The Federal Circuit Court judgment against Bijal Girish Sheth is the result of legal action by the Fair Work Ombudsman.
The penalty – which Sheth must pay in addition to the back-pay order – is the highest ever secured by the Fair Work Ombudsman against an individual.
Sheth was centrally involved in his cleaning company Brisclean Pty Ltd breaching sham contracting laws by deliberately misclassifying four employees as independent contractors and underpaying them a total of $59,878 between August, 2012 and December, 2014.
A fifth employee was also exploited but the underpayment of the worker could not be quantified due to a lack of records.
The five affected workers – including two Indian visa-holders and three immigrants who are now permanent residents – were all from non-English speaking backgrounds.
The exploitation of the workers occurred despite the Fair Work Ombudsman having previously cautioned Sheth and his company about sham contracting and having investigated 15 previous underpayment allegations against them.
Brisclean could not be pursued in Court after it was placed into administration last year – but the Fair Work Ombudsman used the accessorial liability provisions of the Fair Work Act to take legal action against Sheth.
The Fair Work Ombudsman says the outcome of the matter serves as a warning to the minority of rogue operators in Australia that steps will be taken to hold them personally liable if they are involved in exploiting workers.
“Even if you liquidate your company, it’s no guarantee of avoiding the consequences of non-compliance with the Fair Work Act,” The Fair Work Ombudsman said.
“Any rogue business operator who thinks they can short-change workers and get away with it by shutting their company down should think again.
“We will seek to hold you to account at every available opportunity and you should be aware that we treat exploitation of vulnerable, migrant workers particularly seriously.”
It is believed Sheth is now operating his Brisbane cleaning business under a new corporate entity and the Fair Work Ombudsman will refer the matter to the Australian Securities and Investments Commission.
Three of the five affected workers often worked late-night shifts cleaning commercial premises, while one primarily cleaned cars and one cleaned hotel rooms.

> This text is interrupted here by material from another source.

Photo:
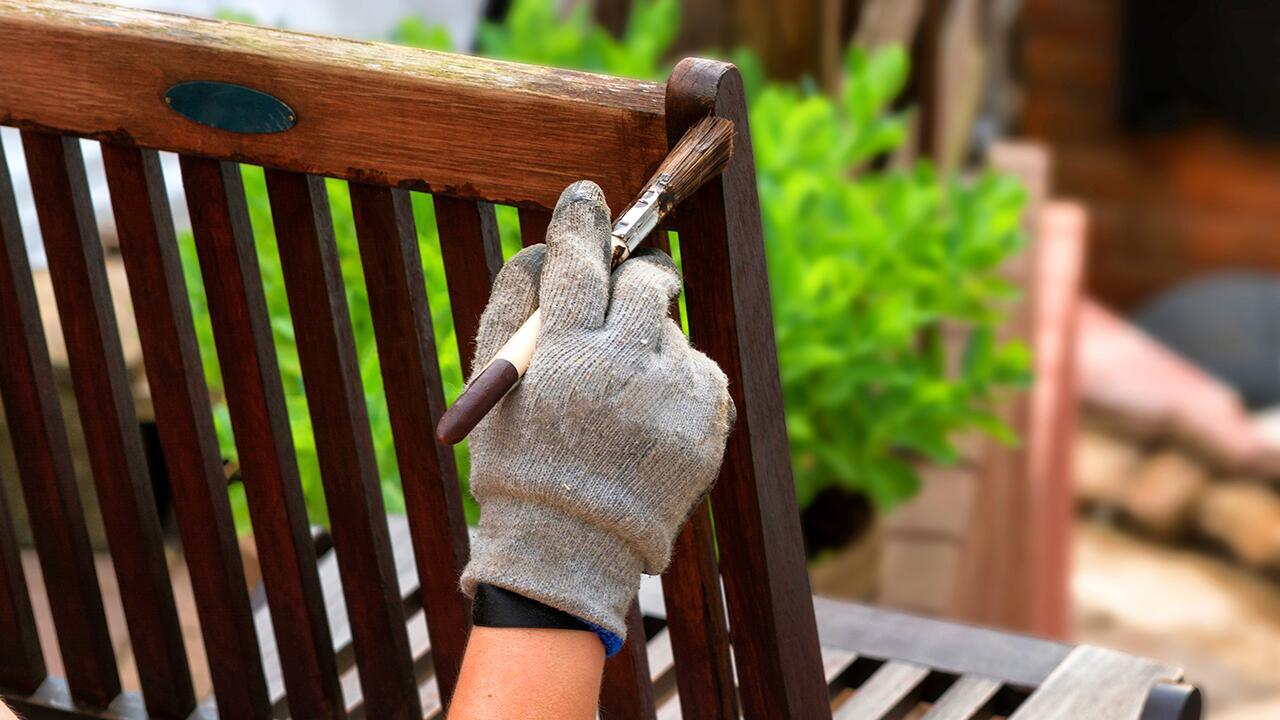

Sheth’s company paid them flat rates as low as $17 an hour and did not pay them at all for some work performed.
This resulted in underpayment of their minimum hourly rates, annual leave entitlements, part-time and shift loadings, and penalty rates for weekend, public holiday and overtime work.
Sheth also contravened record-keeping and pay-slip obligations and failed to comply with three Notices to Produce employment records issued by Fair Work inspectors.
The workers were underpaid individual amounts of $26,492, $22,545, $6679 and $4162.
The Court has ordered that part of the penalty imposed on Sheth be paid to the workers to rectify the underpayments, if Sheth does not comply with the back-pay Order.
The Fair Work Ombudsman says the penalty and back-pay order imposed against Sheth also sends a message about the seriousness of sham contracting activity.
“Business models that involve exploitation of vulnerable workers are not acceptable and will not be tolerated,” The Fair Work Ombudsman said.
“Where there is evidence of sham contracting occurring, the Fair Work Ombudsman and the Courts will look behind the often carefully crafted legal documents and structures to determine the true state of affairs for affected workers.”
The Fair Work Ombudsman says the cleaning industry, which employs a significant number of vulnerable workers, will continue to be a priority for her Agency.